Christian Batscheider ist "Gründungsmitglied" des Kriminaldauerdienstes des Polizeipräsidiums Schwaben Süd/West.

Was abstrakt klingt, ist vor Ort oft harte Kost. „Für uns, aber vor allem für Opfer und Angehörige“, berichtet Batscheider. Da gebe es zum Glück auch Unterstützung von Kriseninterventionsteams. „Die Menschen, mit denen wir zu tun haben, befinden sich immer in Ausnahmesituationen.“ Da gelte es, Ruhe zu bewahren. „Man entwickelt eine gewisse professionelle Routine“, sagt Batscheider.

Viele Fälle lassen die Ermittler nicht kalt

Aber jede Situation sei anders und viele Fälle würden auch die Ermittler nicht kalt lassen – „zum Beispiel, wenn Kinder betroffen sind“. Da sei es für die Polizisten wichtig, selbst ein funktionierendes und verständnisvolles Umfeld zu haben.
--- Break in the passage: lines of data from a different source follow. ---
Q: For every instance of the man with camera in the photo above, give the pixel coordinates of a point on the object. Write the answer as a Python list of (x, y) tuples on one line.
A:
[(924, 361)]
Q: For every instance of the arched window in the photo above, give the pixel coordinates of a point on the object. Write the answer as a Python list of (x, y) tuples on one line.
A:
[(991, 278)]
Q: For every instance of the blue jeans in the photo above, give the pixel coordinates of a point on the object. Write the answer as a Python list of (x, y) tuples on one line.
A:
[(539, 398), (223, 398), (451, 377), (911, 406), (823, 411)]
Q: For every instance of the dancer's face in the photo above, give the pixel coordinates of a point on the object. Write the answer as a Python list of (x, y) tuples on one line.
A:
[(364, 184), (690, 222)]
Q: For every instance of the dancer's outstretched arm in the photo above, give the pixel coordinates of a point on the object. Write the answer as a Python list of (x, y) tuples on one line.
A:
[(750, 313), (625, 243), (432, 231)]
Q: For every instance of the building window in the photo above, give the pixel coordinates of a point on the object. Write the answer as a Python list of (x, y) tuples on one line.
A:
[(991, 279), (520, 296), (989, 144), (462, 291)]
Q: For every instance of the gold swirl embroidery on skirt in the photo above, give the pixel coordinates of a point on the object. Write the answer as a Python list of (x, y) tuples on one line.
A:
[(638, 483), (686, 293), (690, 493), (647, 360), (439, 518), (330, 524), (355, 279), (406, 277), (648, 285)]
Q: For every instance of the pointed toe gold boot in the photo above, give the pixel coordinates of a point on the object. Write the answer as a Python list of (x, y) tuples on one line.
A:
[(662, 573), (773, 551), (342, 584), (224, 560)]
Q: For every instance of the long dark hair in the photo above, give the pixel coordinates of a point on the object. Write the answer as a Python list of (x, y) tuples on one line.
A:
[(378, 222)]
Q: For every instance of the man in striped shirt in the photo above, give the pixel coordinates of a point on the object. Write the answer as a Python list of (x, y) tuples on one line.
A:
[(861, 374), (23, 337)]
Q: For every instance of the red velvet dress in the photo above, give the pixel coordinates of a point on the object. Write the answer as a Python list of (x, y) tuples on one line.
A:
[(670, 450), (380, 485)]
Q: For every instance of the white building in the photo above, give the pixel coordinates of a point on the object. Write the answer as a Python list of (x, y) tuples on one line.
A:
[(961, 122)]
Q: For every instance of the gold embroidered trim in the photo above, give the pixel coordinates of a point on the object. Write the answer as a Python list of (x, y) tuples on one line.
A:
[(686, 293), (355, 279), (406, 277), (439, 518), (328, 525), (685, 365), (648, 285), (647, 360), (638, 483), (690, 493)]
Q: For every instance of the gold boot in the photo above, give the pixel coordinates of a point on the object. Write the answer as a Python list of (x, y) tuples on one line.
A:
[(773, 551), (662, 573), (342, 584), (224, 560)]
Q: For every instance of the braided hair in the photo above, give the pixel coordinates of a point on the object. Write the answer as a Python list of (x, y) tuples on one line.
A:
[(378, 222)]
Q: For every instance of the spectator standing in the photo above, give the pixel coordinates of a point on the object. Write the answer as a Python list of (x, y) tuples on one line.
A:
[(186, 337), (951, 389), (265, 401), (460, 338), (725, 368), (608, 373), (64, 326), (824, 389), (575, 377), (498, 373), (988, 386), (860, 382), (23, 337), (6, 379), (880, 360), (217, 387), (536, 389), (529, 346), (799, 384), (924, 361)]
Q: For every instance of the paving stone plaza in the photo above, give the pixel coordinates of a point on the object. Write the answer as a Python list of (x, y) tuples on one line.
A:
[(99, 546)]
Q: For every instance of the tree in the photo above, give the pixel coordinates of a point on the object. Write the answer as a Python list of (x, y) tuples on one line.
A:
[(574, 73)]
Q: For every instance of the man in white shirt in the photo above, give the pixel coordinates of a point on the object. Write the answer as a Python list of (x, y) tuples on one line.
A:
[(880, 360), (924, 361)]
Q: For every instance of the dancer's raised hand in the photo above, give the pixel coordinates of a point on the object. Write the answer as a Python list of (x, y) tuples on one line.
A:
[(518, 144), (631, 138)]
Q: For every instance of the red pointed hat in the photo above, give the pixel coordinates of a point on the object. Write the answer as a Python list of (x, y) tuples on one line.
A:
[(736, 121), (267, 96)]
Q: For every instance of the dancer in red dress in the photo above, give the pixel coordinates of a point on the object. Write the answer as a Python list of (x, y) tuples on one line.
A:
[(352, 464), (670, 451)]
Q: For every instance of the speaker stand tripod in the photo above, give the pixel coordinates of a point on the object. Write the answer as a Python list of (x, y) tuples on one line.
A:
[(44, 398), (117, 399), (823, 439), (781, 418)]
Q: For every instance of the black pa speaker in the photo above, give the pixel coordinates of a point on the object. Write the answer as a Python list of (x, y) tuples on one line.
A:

Schließlich sei man vor allem nachts, an Wochenenden und an Feiertagen im Einsatz. „Wenn ein Brand um 5 Uhr morgens passiert, wird freilich auch nicht pünktlich Feierabend gemacht, sondern weiter ermittelt.“ Wegen dieser Belastungen werde zum KDD niemand zwangsversetzt – „alle sind freiwillig hier“. Neben der normalen Polizeiausbildung absolviert jeder Ermittler ein spezielles vierwöchiges Seminar.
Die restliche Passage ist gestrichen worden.